William Kissam Vanderbilt, un riche américain d'origine hollandaise, succède à la famille Blanc et crée en 1906 un centre de dressage et d'entraînement des chevaux de course qui sera exploité jusqu'en 1930. Ce passionné de chevaux, qui possède par ailleurs un autre centre équestre à Deauville, a trouvé aux Grésillons (devenu aujourd'hui le quartier Saint-Louis) un emplacement stratégique à la fois situé sur la ligne de train Paris-Deauville et proche de Maisons Laffitte.

L'entretien du domaine carriérois nécessite, à l'époque, l'emploi de 120 personnes, alors que la ville ne compte que 1000 habitants. Le domaine est repris en 1919 par M. Macomber qui, dans la continuité de son prédécesseur, crée une infirmerie pour chevaux et un musée de la chasse dans le "château", ancienne demeure de W. K. Vanderbildt.

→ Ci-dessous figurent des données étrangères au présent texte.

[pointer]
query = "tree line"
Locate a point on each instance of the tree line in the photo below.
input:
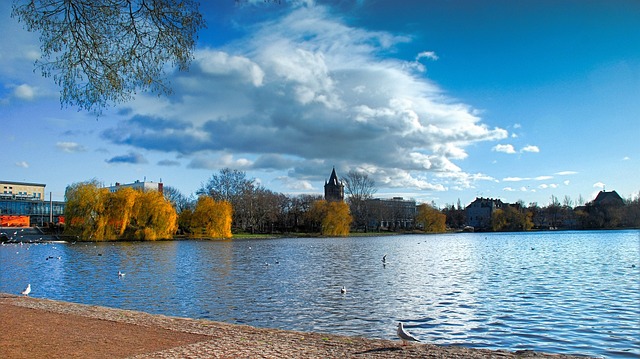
(230, 202)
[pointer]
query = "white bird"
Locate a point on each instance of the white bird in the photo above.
(405, 336)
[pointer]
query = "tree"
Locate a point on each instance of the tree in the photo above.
(211, 218)
(93, 213)
(334, 217)
(360, 189)
(102, 52)
(179, 201)
(431, 219)
(153, 218)
(84, 210)
(511, 218)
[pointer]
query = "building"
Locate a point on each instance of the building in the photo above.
(140, 186)
(392, 214)
(479, 212)
(23, 203)
(333, 189)
(21, 191)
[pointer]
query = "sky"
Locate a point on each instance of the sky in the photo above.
(439, 101)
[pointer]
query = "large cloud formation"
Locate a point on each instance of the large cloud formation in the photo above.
(306, 92)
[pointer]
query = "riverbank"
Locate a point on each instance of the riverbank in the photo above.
(34, 328)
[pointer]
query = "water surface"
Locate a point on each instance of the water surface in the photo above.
(560, 292)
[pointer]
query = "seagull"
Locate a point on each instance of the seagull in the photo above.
(405, 336)
(27, 290)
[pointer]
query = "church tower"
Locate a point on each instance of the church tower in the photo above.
(333, 189)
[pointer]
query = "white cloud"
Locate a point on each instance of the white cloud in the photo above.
(504, 148)
(70, 147)
(24, 92)
(530, 148)
(307, 88)
(431, 55)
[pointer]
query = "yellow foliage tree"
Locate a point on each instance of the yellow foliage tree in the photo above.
(153, 217)
(93, 213)
(334, 217)
(432, 220)
(211, 218)
(119, 210)
(84, 210)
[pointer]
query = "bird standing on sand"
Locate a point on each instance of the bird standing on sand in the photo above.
(405, 336)
(27, 290)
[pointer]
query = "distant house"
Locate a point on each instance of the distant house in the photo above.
(479, 212)
(606, 199)
(392, 214)
(333, 188)
(140, 186)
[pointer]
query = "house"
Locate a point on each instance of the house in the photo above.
(139, 185)
(333, 189)
(391, 214)
(479, 212)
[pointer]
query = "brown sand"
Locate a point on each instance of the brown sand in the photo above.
(40, 328)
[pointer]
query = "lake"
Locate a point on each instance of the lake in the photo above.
(574, 292)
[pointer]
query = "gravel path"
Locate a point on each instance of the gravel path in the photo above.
(37, 328)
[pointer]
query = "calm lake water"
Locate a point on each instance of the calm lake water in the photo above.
(560, 292)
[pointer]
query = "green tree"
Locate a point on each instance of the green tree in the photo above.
(431, 219)
(102, 52)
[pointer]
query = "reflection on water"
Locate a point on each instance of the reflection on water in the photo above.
(562, 292)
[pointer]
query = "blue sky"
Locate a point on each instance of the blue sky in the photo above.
(436, 101)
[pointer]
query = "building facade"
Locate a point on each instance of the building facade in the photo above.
(23, 200)
(479, 212)
(392, 214)
(333, 188)
(21, 191)
(139, 185)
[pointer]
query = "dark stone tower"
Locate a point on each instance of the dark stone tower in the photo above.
(333, 189)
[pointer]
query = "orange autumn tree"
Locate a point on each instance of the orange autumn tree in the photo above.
(431, 219)
(84, 210)
(95, 214)
(334, 217)
(153, 217)
(211, 218)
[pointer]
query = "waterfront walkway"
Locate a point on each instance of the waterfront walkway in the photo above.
(38, 328)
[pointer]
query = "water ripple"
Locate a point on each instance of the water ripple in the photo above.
(577, 292)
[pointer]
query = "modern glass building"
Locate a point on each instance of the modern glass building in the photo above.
(27, 199)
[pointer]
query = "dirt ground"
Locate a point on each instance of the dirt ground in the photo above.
(40, 328)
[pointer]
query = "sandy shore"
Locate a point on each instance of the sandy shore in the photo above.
(38, 328)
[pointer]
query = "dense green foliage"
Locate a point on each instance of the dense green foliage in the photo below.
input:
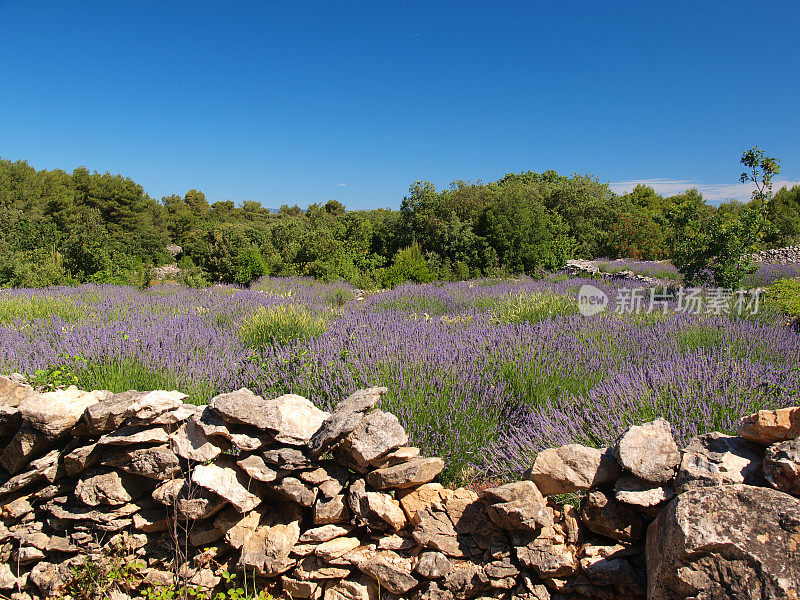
(57, 227)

L'après-guerre met fin aux rencontres hippiques sur le domaine : les chevaux quittent peu à peu les Grésillons et les champs de courses sont transformés en piste d'aviation. Reste que l'aventure Vanderbilt aura donné à Carrières un élan considérable, favorisant son développement et sa modernisation à l'orée du 20e siècle.

Le château est aujourd’hui la propriété de la société GSM, qui a longtemps utilisé le site comme siège social avant le quitter et de le mettre à la vente à la fin des années 1990. Depuis le château a été squatté à de nombreuses reprises et le site a connu une importante dégradation. En 2009, la communauté d’agglomération 2 rives de Seine et la société GSM ont mis en place une convention d’usage qui permet à l’intercommunalité d’administrer librement l’exploitation du château Vanderbilt.